Giant voltage control of spin Hall nano-oscillator damping

TL;DR

This paper demonstrates voltage-controlled tuning of damping in spin Hall nano-oscillators using an electric field effect on magnetic anisotropy, enabling energy-efficient individual oscillator control for neuromorphic computing.

Contribution

It introduces electrically gated nano-constrictions that significantly modify damping and threshold current in SHNOs, enhancing control in large arrays.

Findings

42% variation in effective damping over four volts

Giant voltage-dependent tuning of threshold current

Potential for energy-efficient control in neuromorphic systems

Abstract

Spin Hall nano-oscillators (SHNOs) are emerging spintronic devices for microwave signal generation and oscillator based neuromorphic computing combining nano-scale footprint, fast and ultra-wide microwave frequency tunability, CMOS compatibility, and strong non-linear properties providing robust large-scale mutual synchronization in chains and two-dimensional arrays.
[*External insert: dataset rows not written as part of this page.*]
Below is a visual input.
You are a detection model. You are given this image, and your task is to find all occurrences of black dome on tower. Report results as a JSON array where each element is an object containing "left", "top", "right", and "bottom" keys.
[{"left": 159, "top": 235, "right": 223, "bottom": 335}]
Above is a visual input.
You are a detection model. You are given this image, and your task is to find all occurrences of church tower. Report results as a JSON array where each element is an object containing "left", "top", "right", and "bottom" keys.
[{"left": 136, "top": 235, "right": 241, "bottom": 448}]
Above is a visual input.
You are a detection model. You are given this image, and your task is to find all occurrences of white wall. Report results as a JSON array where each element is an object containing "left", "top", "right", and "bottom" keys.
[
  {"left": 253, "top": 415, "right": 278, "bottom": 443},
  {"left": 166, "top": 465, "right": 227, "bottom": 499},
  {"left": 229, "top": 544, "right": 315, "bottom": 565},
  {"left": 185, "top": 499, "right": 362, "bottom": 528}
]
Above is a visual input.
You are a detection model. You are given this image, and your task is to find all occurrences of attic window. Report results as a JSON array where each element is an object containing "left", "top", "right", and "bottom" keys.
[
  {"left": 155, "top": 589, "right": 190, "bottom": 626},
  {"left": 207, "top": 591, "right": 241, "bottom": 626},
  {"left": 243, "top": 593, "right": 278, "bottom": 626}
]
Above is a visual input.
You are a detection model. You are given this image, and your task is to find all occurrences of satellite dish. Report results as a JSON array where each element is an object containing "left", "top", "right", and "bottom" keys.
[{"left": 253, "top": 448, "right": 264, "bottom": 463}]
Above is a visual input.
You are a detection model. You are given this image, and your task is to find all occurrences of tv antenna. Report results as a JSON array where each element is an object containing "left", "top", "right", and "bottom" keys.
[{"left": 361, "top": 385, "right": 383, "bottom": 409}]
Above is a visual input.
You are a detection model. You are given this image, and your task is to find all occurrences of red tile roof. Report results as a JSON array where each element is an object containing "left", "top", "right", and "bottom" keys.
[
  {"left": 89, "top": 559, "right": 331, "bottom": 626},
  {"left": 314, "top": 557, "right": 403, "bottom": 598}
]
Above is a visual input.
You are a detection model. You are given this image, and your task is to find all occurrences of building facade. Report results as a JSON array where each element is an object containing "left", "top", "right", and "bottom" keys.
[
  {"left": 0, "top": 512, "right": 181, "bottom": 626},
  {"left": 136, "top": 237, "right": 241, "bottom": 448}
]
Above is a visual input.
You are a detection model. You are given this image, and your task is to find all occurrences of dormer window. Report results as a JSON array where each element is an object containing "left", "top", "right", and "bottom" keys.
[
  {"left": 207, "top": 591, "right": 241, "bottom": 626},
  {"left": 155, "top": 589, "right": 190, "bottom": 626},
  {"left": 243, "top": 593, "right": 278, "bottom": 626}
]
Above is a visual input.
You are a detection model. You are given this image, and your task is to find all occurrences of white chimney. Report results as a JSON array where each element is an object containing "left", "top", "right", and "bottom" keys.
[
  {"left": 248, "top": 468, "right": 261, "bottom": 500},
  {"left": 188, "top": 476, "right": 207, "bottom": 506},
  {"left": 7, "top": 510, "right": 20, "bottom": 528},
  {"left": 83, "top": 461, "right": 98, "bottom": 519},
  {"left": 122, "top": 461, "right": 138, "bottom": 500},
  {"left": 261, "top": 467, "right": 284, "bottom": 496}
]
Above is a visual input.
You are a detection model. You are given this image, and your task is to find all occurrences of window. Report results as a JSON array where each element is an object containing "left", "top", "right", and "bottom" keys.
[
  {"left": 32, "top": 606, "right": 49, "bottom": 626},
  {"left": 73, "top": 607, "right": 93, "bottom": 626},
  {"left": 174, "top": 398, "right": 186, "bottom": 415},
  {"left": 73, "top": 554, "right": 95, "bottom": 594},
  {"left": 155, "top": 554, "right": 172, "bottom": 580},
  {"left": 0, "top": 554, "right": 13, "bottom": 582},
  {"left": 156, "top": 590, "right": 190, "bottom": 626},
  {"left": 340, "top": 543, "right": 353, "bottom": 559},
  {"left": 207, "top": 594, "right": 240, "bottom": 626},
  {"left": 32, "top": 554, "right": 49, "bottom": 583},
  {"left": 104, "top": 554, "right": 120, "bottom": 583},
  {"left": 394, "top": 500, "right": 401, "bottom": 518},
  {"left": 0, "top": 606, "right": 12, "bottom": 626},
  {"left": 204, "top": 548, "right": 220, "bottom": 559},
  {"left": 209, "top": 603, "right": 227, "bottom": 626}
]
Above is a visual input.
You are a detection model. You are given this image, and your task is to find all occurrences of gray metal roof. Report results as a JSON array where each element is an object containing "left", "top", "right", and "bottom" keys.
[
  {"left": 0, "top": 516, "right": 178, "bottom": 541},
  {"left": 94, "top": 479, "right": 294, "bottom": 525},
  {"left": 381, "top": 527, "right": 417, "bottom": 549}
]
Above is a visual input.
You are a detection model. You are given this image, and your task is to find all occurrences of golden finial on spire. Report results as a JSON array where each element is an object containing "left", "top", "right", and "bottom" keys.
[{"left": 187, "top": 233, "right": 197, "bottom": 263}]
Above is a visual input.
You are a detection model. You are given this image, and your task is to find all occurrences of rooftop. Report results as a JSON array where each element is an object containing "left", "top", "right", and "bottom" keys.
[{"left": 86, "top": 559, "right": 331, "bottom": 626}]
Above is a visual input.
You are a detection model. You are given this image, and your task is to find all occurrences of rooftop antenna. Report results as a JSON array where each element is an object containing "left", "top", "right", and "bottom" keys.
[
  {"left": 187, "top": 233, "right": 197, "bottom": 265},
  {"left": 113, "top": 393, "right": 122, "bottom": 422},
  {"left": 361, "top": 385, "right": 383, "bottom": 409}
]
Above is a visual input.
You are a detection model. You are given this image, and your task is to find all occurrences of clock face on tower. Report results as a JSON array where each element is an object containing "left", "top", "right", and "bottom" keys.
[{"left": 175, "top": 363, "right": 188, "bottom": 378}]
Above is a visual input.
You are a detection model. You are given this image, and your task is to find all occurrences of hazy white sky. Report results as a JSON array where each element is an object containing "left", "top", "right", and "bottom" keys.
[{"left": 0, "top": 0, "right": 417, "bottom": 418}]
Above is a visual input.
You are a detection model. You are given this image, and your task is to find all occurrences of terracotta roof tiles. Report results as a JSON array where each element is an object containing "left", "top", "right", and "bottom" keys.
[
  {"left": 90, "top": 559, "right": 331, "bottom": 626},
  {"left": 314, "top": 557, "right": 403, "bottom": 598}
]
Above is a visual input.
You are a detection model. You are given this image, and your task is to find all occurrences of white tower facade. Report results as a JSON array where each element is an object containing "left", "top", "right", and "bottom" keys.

While SHNOs can be tuned via magnetic fields and the drive current, neither approach is conducive for individual SHNO control in large arrays. Here, we demonstrate electrically gated W/CoFeB/MgO nano-constrictions in which the voltage-dependent perpendicular magnetic anisotropy, tunes the frequency and, thanks to nano-constriction geometry, drastically modifies the spin-wave localization in the constriction region resulting in a giant 42 % variation of the effective damping over four volts. As a consequence, the SHNO threshold current can be strongly tuned. Our demonstration adds key functionality to nano-constriction SHNOs and paves the way for energy-efficient control of individual oscillators in SHNO chains and arrays for neuromorphic computing.